Integrante de una legendaria familia en la isla, descendiente de generales libertadores y poetas insignes como Gertrudis Gómez de Avellaneda, la cubana Dulce María Loynaz (1902-1997) desde temprano comenzó a publicar su poesía, de apariencia convencional o clásica pero bien mirada llena de una personalidad inconfundible, caladora. A veces cargada de ferocidad; ya en su primer libro, de 1938, tiene un impresionante “Canto a la mujer estéril” donde se lee: “¡Púdrale Dios la lengua al que la mueva / contra ti; clave tieso a una pared / el brazo que se atreva / a señalarte”.
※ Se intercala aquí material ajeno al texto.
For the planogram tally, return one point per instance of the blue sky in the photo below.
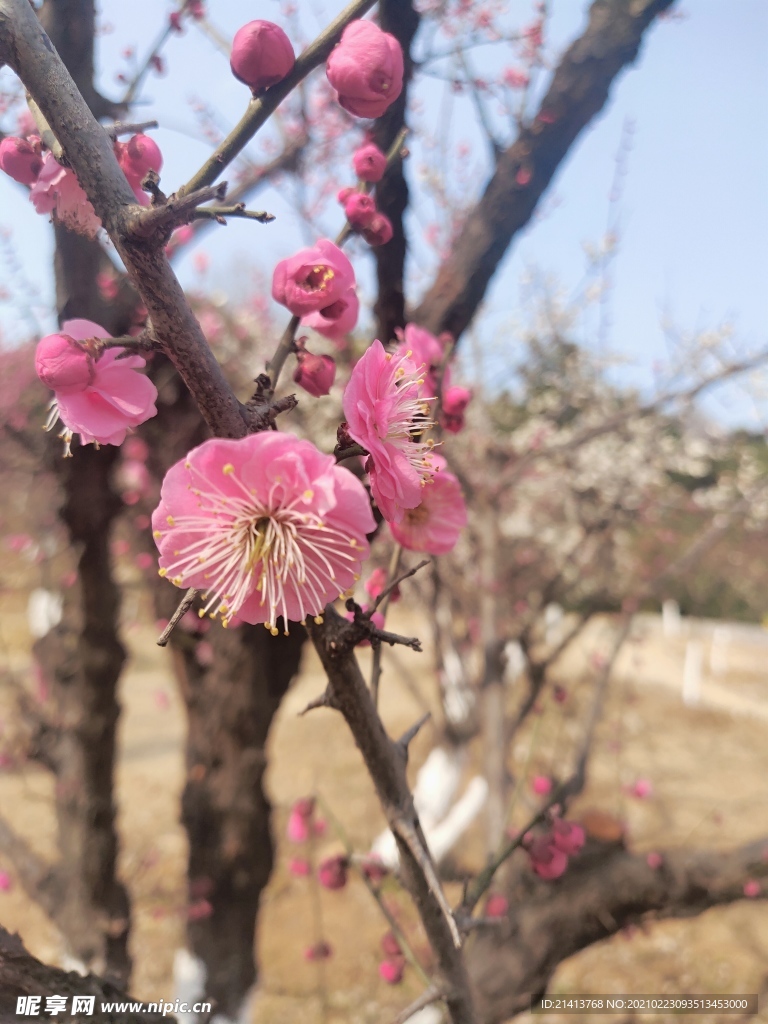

Poeta del agua, del mar y los ríos, escribió en verso y en prosa poemas que hicieron a la Mistral decir que se trataba de “puras condensaciones de poesía, el puro hueso del asunto”. La admiró la Mistral, la admiró Lezama Lima, se ganó el Cervantes y nada estuvo de más. De pronto, tras cuatro libros formidables, Loynaz dejó de publicar por más de tres décadas, silencio roto sólo para recuperar ya entrados los años noventa trabajos no publicados de su primera etapa.
El comienzo de ese largo silencio coincidió –es un decir, claro: coincidencia no fue– con el triunfo de la Revolución, que no vio en ella una figura afín a su relato, del mismo modo en que ella no vio en la Revolución un relato afín a su persona. Pero no se exilió, se quedó y se recluyó en su casa y en la Academia Cubana de la Lengua. Cuando le preguntaban por qué no se iba del país, la también abogada (de profesión y de su propia causa) respondía categórica: “Yo soy hija de uno que luchó por la libertad de Cuba, quien tiene que irse es el hijo de quien quería que siguiera siendo colonia”.
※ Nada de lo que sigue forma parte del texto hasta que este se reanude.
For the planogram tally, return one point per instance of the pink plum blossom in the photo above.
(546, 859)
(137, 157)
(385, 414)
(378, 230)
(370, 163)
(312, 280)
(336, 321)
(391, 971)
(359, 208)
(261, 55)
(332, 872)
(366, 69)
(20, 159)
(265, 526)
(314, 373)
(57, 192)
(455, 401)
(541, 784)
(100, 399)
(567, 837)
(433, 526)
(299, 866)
Luego, al recibir en 1992 el Premio Cervantes, la oficialidad cubana, que la había reducido a cero por décadas, le mandó una caja de bombones. Cuando los colegas iban a felicitarla, ella los recibía y se los compartía. Ante las miradas de suspicacia, aclaraba: “Coman sin miedo que no están envenenados; ya los perros los probaron”. Mejor manera de dar cuenta de su altura, su estilo, su humor y su agudeza no se me ocurre.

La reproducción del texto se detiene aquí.